Fans always can expect the unexpected from Smashing Pumpkins mastermind Billy Corgan.
When it seemed like he had defined the band’s ethereally bombastic sound with 1990s albums “Siamese Dream” and “Mellon Collie and the Infinite Sadness,” he careened left into the coarser outfit Zwan, then a solo career, and continued to confound expectations.
He published a poetry book, got involved in professional wrestling promotion (he owns the National Wrestling Alliance), and opened his own tea house and art studio, Madame ZuZu’s, in his native Chicago suburb of Highland Park.
This year, he’s done an about-face with “CYR,” a bracing double-disc Pumpkins set, its 11th, featuring the mostly-original lineup of guitarist James Iha, drummer Jimmy Chamberlin and longtime collaborator Jeff Schroeder on bass.
“I don’t know what it is in our DNA, but we seem to inspire a certain confidence in one another that I don’t think we have otherwise,” he says.
The pandemic hasn’t fazed the Grammy winner. He used his lockdown time to create a five-part animated web series called “IN ASHES,” set to a soundtrack of the 20-song “CYR,” which underwent its final mix in early March and was released Nov. 27.
He’s not just celebrating the 25th anniversary of “Mellon Collie” this year. He’s got an exclusive line of classy HUF apparel and is working on a 33-track follow-up to the definitive set as well as a more experimental effort. He’s crossing his fingers about “Mellon Collie” world tour projected for 2021.

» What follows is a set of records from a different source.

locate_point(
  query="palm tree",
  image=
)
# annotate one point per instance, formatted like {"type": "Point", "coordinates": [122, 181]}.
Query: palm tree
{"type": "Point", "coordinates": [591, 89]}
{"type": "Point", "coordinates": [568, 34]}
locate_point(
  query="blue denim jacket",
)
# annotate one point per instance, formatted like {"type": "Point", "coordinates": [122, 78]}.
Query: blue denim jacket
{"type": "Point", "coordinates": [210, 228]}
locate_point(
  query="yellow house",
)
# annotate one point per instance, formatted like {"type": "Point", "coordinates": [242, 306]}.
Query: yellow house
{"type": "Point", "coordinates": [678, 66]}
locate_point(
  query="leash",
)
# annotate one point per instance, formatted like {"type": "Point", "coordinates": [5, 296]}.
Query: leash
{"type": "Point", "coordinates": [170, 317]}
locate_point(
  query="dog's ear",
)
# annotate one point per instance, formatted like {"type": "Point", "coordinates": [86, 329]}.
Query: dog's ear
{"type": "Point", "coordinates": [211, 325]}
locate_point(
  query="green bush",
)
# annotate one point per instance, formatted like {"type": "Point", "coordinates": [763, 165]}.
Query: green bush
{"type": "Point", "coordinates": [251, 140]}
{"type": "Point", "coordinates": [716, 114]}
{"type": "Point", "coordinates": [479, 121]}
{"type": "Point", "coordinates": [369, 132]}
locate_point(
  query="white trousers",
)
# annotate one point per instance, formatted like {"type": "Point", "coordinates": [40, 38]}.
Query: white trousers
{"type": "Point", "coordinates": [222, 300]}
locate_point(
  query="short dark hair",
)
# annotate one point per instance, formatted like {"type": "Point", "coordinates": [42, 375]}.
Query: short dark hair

“CYR” finds the singer-guitarist in his most propulsive form in years, in dark, retro-rocking anthems “Wyttch,” “Anno Satana” and the synth-buttressed title cut.
Esoteric literary references abound — James Joyce in “Wrath,” William Blake in “Tyger, Tyger” and Thomas De Quincey in “Confessions of a Dopamine Addict” — maintaining Corgan’s reputation as one of rock’s most well-read aesthetes. But he never intended to put on lofty airs with the record.
At first, the name “CYR” —a most-asked meaning-of term on Google — was a nonsense word he came up with in his lifelong love of onomatopoeia. But the more Corgan researched its connection to Greek mythology, and the legend of the minotaur, the more he liked it.
“I’ve had experiences where I’ll have a feeling about a word, and then I’ll use the word, and then I’ll find out that it’s fairly accurate,” he says. “I don’t know if that’s intuition, or the fact that I’ve just read so much, I’ve absorbed a lot more than I thought I did.”
Musically, however, he had one prime directive in mind with the project. He just wanted to return to making exciting music again, 1992-Pumpkins style.
Corgan, 53, sees how his detractors, and he’s had a few over the years, often have underestimated him: “They became fixated on what they considered to be our music, fixated on the moments they considered to be our apotheosis, our apex. For years, their inner narrative was ‘grunge band, had some good songs, lead singer’s kind of weird, and once they fall apart they’ll never get it back together again.’ But we’re a peaks-and-valleys band, always have been, and when we feel a peak coming, we’ll surf harder.”
Through the years, the auteur had to descend to daunting lows and psychological losses. He had to mourn “the band that would never be again,” and then grieve the once-hoped-for kinship with other ‘90s outfits that never seemed to click. Finally, he had to be willing to let go of songwriting entirely.
“When I came out the other end of that, I thought, ‘I’ll be fine, even if it means I’ll just sit here, staring out the window.’ And in that time frame was literally when James Iha showed up,” he says.
There’s one more surprise twist in the Corgan saga. This serial bachelor — who over the years has been romantically linked to Jessica Simpson, Courtney Love, Emilie Autumn and Jessica Origliasso, among others — finally became a father, twice, with partner Chloe Mendel.
The family has been handling the pandemic quite well, in fact.
“The marriage is good, and my kids are nuts,” he says. “They’re Corgans, you know? They’re 5 and 2 and they’re bouncing off the wall! And I see flashes of music interest in them. I’ll catch them singing, and they definitely have the voice.”
So don’t be shocked if you one day see little Augustus Juppiter and Philomena Clementine joining dad onstage, he adds. “Because they’ve already got rock star names!”